Seems so, but only seems so. Yes, it is the output of a machine learning model.
In the same way that humans and chess programs can play chess, these days chess programs (including ML-based ones) beat any human any day. Still, the activity is the same, humans can play chess, too. And PLs are mathematically no different than a (ML-based or otherwise) chess program to score a position and quantify the advantage that black has over white or vice versa. Progression Levels do the exact same thing.
Let me explain OP’s complaint it in a simpler way then: it seems that the model that adjusts PL is significantly (over?) simplified compared to the one that calculates the FTP. We know that lack of outdoor rides is one part, but there’s likely others from the observable behavior.
All the blabber of “using the same techniques” is a bit besides the point. A linear regression is also machine learning, but saying that it’s arguably the “same technique” as a deep neural network won’t lead to very constructive conclusions or discussions. It’s possible the PL adjustments are based off of finding good values by mining the entire TR dataset, but the model those values belong to seems…not good enough and barely distinguishable - if at all - from a very simple set of static rules.
My own view of the PLs when they go down in number it is just a function of time. I dont know the history for the drops but I do find the drops are always too severe for myself. My FTP has been in a similar range for the last 4 years. I find VO2 workouts easier then any other workout. A few times I have just jumped back to stretch workouts for three workouts in a row just to get them back to where they make sense for me. I really dont know how smart the PLs are when they drop due to lack of doing a workout.
I just listened to the podcast from last week. @1:12:40, Nate talks about how the AT is informed by ML and engineers’ analysis.

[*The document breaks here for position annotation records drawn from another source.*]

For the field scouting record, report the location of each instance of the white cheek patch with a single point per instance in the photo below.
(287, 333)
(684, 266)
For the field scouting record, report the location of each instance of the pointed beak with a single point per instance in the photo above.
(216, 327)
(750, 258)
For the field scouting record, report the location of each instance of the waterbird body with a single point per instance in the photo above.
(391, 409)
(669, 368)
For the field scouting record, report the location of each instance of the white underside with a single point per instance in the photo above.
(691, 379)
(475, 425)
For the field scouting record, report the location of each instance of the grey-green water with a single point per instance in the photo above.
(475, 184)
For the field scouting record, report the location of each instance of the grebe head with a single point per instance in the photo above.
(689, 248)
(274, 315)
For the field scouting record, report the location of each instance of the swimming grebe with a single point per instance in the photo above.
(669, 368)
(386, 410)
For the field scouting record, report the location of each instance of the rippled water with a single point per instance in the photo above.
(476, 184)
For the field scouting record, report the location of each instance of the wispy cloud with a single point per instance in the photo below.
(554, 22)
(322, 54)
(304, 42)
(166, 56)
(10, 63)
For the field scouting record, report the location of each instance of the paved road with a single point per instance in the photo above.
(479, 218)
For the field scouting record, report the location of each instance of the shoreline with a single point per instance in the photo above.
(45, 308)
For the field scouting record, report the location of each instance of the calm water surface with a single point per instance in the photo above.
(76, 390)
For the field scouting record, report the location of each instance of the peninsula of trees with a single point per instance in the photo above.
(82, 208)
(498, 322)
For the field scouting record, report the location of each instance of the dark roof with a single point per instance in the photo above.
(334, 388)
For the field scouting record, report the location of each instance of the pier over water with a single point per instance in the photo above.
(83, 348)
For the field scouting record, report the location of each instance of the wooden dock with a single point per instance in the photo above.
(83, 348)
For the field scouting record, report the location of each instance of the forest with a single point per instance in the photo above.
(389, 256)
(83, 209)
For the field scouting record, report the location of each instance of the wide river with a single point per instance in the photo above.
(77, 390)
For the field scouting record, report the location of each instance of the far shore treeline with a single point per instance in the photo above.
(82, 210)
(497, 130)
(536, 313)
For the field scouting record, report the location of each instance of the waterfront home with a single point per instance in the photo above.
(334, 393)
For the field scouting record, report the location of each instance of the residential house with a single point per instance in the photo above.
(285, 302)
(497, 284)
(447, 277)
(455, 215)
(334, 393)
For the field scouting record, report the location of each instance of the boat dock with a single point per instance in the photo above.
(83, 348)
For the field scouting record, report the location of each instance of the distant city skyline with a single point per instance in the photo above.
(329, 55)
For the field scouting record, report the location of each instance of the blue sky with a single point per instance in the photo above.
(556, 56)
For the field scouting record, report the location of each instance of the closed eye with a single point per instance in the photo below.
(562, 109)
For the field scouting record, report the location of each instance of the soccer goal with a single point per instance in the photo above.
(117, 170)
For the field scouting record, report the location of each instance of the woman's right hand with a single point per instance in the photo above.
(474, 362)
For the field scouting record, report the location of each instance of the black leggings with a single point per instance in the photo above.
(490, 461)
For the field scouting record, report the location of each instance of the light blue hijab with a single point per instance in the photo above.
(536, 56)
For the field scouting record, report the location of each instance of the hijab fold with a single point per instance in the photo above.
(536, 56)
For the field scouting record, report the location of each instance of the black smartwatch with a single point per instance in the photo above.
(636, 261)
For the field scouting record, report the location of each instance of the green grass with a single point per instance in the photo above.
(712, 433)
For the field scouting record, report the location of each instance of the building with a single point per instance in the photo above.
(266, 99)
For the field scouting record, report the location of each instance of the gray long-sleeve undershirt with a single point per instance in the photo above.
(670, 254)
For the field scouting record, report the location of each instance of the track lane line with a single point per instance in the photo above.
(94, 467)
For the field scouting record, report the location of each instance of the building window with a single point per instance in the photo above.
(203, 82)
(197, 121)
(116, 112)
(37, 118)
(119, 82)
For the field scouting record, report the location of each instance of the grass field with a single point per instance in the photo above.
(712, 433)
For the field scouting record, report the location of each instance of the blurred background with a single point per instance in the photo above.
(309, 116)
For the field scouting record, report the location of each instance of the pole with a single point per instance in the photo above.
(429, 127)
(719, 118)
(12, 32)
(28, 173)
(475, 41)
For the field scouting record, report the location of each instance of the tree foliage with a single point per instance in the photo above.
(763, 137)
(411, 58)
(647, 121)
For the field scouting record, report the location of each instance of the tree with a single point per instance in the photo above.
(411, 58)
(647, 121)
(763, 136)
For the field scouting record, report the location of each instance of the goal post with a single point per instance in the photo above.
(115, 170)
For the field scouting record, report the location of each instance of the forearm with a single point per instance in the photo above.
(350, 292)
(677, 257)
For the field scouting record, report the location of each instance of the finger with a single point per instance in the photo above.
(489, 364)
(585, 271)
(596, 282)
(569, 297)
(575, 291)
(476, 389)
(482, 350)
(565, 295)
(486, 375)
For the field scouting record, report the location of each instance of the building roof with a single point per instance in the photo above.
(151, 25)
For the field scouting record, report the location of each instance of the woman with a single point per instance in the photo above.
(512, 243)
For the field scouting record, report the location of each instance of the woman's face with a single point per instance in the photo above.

They never discuss that it is specifically applied to your PL or workout recommendation. It’s clear to me that AT is formulaic. This is a big difference.
I think AT is about as good as you can get without specifically applying an AI/ML model to PL setting and workout recommendation, but in my experience, AI FTP detection is a more accurate tool. I look forward to the day where ML models are doing more specific work.
Does anybody else have the experience where when they start a thread on this forum, the first responses are trying to find flaws and very definitively telling you that you’re wrong, rather than discussing the the point of the post? Maybe it’s just a forum thing. I don’t participate in any outside of TR.
It’s a TrainerRoad forum. Many people’s first impulse is going to be to defend TR. It’s no different on any other forum. If you go to a Ford forum and say, “Fords aren’t good”, you’re going to get negative replies. I’m not trying to defend it, and i wish it didn’t happen, but t’s just human nature. Go on a Classic Rock page and say “Led Zeppelin sucks” and you’ll get the same.